Two friends of mine have a garden and like to dehydrate some of its produce. They also are interested in being kinder to the environment, but without all the "Green" hype. These two interests together inspired the idea of using a solar dehydrator, and consequently, my building one.
The design is simple and found in variations all over the internet. I've checked out various designs and settled on my own variation. The solar dehydrator has two main parts: the heat collector, and the food chamber. The heat collector is a long channel painted black inside with a clear top which is heated by direct sun, since hot air rises, a steady flow of hot air passes through the food chamber at the top of the heat collector. The food chamber has a vent at the top to allow air to leave after passing over screen trays of food to be dried. Ideally, the temperature in the food chamber should be hot enough to dry the food quickly, but not so hot that it cooks the food.
My heat collector is 18" wide, 6" tall, and 6' long on the top side. The opening at the top is 12" deep to match the bottom of the food chamber, leaving the bottom of the heat collector at 6' 10". The food chamber is 18" wide, 12" deep, about 23" tall in the front, and about 29" tall in the back. The slant accommodates a tilted roof and an exit vent. The door is in the back.
For this project I used the following materials:
The following other supplies were needed:
... and of course, the related tools: saw, drill, screwdriver.
I started with the heat collector. First I measured, measured, and cut the frame and panels. I used cedar for the frame because it stays straight and bugs don't like it. The frame is smaller than 18" by the thickness of the OSB. I attached the aluminium screening to the bottom end of the frame before attaching the panels to ensure a tighter fit.
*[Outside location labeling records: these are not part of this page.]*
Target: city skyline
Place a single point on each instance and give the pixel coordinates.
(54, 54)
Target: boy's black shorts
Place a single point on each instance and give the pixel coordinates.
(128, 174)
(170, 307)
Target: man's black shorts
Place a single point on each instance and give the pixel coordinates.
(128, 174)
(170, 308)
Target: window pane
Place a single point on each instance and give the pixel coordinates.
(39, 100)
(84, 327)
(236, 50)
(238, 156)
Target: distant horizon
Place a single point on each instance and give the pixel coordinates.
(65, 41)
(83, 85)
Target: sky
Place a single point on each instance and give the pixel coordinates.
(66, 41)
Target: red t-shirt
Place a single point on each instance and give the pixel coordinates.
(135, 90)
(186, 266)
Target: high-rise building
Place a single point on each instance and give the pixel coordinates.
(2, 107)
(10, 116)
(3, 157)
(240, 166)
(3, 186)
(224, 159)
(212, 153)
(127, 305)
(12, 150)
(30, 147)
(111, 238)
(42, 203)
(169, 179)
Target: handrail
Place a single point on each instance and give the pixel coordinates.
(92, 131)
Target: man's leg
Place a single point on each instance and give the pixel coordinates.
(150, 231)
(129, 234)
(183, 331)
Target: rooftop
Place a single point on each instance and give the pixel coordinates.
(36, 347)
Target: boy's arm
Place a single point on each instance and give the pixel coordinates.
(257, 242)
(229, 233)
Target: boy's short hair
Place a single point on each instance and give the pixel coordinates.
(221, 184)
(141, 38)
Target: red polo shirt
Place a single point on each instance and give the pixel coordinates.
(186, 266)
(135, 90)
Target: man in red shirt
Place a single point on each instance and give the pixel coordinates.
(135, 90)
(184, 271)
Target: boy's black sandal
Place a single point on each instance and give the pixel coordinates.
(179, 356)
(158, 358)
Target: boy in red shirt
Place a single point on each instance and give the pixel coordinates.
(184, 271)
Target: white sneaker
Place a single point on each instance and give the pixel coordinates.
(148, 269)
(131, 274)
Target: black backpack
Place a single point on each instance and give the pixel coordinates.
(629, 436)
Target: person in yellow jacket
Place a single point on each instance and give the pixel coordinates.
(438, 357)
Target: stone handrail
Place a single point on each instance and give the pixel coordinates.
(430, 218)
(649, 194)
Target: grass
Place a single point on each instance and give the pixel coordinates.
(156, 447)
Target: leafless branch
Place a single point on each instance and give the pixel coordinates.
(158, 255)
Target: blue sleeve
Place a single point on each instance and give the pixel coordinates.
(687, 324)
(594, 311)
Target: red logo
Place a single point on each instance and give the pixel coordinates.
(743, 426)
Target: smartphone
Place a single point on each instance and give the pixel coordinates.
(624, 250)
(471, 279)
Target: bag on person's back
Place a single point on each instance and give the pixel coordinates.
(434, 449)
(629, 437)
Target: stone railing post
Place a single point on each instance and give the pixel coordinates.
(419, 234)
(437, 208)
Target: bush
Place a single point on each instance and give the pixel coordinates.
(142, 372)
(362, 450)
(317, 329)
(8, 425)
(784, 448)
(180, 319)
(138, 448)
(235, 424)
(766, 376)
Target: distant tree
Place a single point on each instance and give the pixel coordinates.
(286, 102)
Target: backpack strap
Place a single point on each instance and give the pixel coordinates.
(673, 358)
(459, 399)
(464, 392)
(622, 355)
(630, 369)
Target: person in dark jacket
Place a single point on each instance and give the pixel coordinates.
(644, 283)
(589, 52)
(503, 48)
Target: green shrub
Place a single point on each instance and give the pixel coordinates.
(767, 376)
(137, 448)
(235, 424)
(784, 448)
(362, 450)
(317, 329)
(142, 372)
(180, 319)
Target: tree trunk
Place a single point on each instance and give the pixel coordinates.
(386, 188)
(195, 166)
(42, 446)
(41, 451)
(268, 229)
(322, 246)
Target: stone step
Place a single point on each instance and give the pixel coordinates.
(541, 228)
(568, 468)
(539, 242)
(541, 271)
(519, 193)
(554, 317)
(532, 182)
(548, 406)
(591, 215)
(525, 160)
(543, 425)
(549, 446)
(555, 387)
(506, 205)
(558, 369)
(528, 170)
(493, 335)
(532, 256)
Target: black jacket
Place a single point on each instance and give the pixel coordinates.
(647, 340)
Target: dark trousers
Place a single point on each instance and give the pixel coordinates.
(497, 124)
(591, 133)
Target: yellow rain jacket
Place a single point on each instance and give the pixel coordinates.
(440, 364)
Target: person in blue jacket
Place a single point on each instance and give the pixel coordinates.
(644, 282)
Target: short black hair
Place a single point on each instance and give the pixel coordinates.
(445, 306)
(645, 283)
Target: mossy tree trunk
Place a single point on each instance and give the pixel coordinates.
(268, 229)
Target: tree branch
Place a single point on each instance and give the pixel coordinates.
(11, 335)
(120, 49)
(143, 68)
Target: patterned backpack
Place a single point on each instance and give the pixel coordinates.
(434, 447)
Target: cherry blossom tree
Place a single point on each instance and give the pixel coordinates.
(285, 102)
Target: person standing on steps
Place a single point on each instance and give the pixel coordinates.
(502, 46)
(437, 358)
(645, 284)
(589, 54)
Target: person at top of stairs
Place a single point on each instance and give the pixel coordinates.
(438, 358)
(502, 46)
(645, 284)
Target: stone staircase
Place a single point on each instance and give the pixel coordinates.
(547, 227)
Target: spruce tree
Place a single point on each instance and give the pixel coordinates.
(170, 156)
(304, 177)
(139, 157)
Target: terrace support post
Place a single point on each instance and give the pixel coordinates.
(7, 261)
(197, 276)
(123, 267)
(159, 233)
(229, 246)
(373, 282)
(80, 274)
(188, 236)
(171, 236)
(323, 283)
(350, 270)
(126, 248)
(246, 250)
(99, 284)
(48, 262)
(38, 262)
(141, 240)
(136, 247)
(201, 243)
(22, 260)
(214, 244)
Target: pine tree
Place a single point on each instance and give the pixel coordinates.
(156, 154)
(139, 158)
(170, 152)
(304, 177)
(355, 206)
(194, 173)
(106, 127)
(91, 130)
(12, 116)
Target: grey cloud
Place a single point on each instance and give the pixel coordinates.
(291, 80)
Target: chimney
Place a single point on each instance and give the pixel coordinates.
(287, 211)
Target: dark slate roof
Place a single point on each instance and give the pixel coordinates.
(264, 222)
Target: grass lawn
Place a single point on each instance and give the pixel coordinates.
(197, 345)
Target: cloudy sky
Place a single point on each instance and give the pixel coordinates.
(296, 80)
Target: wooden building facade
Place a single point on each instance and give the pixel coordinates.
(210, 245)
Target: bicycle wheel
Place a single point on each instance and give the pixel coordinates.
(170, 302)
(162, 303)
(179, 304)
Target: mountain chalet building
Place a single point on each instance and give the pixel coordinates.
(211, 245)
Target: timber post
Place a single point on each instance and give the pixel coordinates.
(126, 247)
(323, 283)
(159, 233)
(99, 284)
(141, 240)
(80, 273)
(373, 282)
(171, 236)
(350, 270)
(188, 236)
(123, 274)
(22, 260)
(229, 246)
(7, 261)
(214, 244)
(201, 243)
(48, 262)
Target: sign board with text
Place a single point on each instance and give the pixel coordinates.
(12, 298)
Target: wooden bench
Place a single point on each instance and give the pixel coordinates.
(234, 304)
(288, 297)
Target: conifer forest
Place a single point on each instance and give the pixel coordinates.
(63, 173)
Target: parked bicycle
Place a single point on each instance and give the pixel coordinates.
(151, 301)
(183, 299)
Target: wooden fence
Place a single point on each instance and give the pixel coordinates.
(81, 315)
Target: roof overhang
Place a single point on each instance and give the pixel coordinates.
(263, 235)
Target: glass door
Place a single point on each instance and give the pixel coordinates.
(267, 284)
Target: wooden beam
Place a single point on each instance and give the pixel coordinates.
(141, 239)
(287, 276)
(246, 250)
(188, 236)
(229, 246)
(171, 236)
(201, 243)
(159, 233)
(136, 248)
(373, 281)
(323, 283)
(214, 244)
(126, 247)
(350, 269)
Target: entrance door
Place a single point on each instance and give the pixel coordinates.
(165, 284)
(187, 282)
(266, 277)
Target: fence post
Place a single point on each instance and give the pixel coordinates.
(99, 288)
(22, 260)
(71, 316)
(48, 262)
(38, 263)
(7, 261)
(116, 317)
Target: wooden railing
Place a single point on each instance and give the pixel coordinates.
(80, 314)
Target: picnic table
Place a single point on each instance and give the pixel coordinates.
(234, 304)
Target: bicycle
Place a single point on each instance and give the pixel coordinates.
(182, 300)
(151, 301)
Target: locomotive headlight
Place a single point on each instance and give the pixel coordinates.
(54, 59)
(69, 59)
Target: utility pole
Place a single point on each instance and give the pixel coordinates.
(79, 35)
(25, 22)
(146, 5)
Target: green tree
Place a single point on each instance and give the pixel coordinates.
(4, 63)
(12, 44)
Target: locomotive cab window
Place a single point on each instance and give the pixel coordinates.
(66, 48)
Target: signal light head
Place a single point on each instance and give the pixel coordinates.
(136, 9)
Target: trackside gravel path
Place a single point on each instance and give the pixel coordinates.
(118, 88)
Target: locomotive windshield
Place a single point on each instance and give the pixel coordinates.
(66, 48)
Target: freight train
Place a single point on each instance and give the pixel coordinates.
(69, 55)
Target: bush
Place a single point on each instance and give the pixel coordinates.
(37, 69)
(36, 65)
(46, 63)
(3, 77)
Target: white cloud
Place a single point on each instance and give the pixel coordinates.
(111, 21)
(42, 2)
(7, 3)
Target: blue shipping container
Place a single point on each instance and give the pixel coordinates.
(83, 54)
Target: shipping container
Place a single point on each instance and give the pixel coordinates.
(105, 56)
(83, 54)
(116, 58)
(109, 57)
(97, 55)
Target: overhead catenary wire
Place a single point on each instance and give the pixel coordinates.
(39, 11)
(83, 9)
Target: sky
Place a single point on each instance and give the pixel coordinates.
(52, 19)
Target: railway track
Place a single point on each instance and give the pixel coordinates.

Every connection is glued and screwed. The extra cross pieces add lateral support and a place to bind the acrylic to later, spaced 24" on center for that reason. I used six feet of the eight foot tin roofing I bought to place inside the solar collector to increase the efficiency of heat transfer. Then I painted the whole thing black to increase solar absorption.
The food chamber I did second. I laid out the OSB I had left and determined the tallest I could make the box with the material remaining. A cedar frame was built in similar fashion to the solar collector: glue, screwed, and to support a box with an 18" x 12" exterior dimension. An extra cross beam supports the exit vent screening and the door hinges. For the bottom screening I tried something different: attach it first to the paneling and stretch it over the frame when applying the panels. This was the inferior method to the first method.
After I completed the frame and added the side panels, I started added the tracks for the trays to be built later. I used the small pine for these, spacing them with the wider dimension of the pine strips, I had enough space for 13 tracks. The trays would be built later. I used the small finishing nails to tack the tracks in place. When the tracks were all in, I added the front panel and the back door.
Making the trays was perhaps the most tedious part of this project. Fortunately I was able to borrow a chop saw to cut all the small pieces: 15.25" and about 11" with 45 degree cuts. I used glue and staples to bind the corners, then stapled the aluminium screening to all of them as they set. I had just enough for the trays after what I used for the vents.
I have to attach the remaining two feet of tin roof to the roof of the food chamber, attach the food chamber to the heat collector, attach legs to the whole unit, and deliver it. Since the fully assembled unit will likely not fit in my car, I may assemble it on site.
With the back seats down, the front seats all the way forward, some strong-arming, and my knees hugging the steering wheel, I managed to fit the parts in my car and deliver them. Assembling the two halves was not complicated, but quite cumbersome. Laying them in place on side on construction horses and connecting them with the cedar boards meant for the back legs we managed to assemble the solar dehydrator whole. I found it necessary to remove the trays while maneuvering the food chamber, naturally a local cat found her perch. Trimming some length off the back legs to make the front legs, we completed the project and hauled it off to its new home. By this time the sun had set, so we were unable to test it. I haven't heard yet how my first attempt at a solar dehydrator performed, but I look forward to finding out.